In response to the dividend question. Same 25 cent dividend payable to shareholders of record on December 10th. Payout date of December 31st.
The BestBuy comment is spot on. I noticed the advertising 2 weekends ago. Apparently if we beleive the nay sayers B&N has to be paying BestBuy to take up two different spots in the last two Sunday paper ads I saw AND paying them to take the loss on the product.
Get Real. This this is selling for a BIG profit at $250. The BestBuy I was at on Black Friday was out of them and the guy said they have 4 more shipments of 300 comming in before Christmas. Selling for loss, yeah right.
As far as the dividend is concerned. Your guess is as good as mine. There are two schools of thought.
1) Reduce the dividend (I'm pretty sure they wont cut it completely) which will certainly drop the stock price. But dropping the stock price now is likely a good thing for BKS. It'll bounce back once the digital device/book sales results come in.
2) Keep the dividend the same and continue to report "all is normal", which will put up a good front but people will be doubting.
I'm hoping they reduce the dividend to somewhere around 7cents / share. For the good of the company.
Something occurred to me: There has to be some profit margin in the nook, otherwise, why would Best Buy sell it? I doubt BKS is paying them to carry it as a form of advertising.
I've had my nook color for several days now and think it's absolutely amazing. Like you said, this thing is going to be big for the company this Christmas!
Finally, what are your thoughts on the dividend? CEO Lynch hinted several times that BKS should be viewed as a growth company again and not a cash cow. Generally, growth companies don't yield 6%+ so I'm looking for a cut, if not elimination.
No Youtube, etc., but they're taking up valuable floor space selling toys and games in a bookstore.
Next thing you know BKS will start putting vending machines in their expensive rented floor space.
> "A) The device is not selling for a loss. No matter how much you want to preach it Net."
Of course it is. BN.com gross margin went from 20% last year to almost nothing. The only way that could have happened is because Nook device is selling for huge losses or BN.com is now selling books/ebooks at cost.
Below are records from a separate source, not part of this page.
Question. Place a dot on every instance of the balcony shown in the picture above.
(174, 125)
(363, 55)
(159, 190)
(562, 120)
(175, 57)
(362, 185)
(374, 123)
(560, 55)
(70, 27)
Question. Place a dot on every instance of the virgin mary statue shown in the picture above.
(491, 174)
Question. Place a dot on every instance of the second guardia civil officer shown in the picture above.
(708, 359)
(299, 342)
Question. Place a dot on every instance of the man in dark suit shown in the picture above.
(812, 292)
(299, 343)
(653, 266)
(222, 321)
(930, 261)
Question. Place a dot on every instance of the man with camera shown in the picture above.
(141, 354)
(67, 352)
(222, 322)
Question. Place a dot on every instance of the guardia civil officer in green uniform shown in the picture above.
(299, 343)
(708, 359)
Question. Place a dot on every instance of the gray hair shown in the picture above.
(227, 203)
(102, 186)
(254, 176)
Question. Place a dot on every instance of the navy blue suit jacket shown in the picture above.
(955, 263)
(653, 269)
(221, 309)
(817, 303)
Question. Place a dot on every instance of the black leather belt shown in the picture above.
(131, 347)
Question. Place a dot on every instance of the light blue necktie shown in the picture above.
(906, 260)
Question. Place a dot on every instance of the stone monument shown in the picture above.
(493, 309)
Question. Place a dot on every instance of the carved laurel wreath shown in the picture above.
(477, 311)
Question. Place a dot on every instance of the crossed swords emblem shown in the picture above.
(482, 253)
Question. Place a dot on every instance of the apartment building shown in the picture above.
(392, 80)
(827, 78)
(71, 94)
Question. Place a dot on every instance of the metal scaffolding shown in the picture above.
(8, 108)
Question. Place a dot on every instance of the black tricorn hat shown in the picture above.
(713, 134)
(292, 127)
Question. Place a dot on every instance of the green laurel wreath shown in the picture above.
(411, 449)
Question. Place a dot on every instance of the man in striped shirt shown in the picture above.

And your in ignorance, you imagine that it's somehow related to the proxy fight or Nook R&D costs. Those costs are operating expenses and not part of COGS (cost of goods sold). Gross margin is measuring how much is left after paying for the cost of the products being sold.
Since BN.com book isn't selling books at cost, they have to be selling Nook devices at huge losses for gross margin is be near zero.
All it needs is some Flash and DASH, you've got a rival to the IPAD. My conspiracy theory is that BKS has the ability to Flash this device, but is holding it back until excessive demand subsides. That's what I would do if I were a bookseller in a digital world.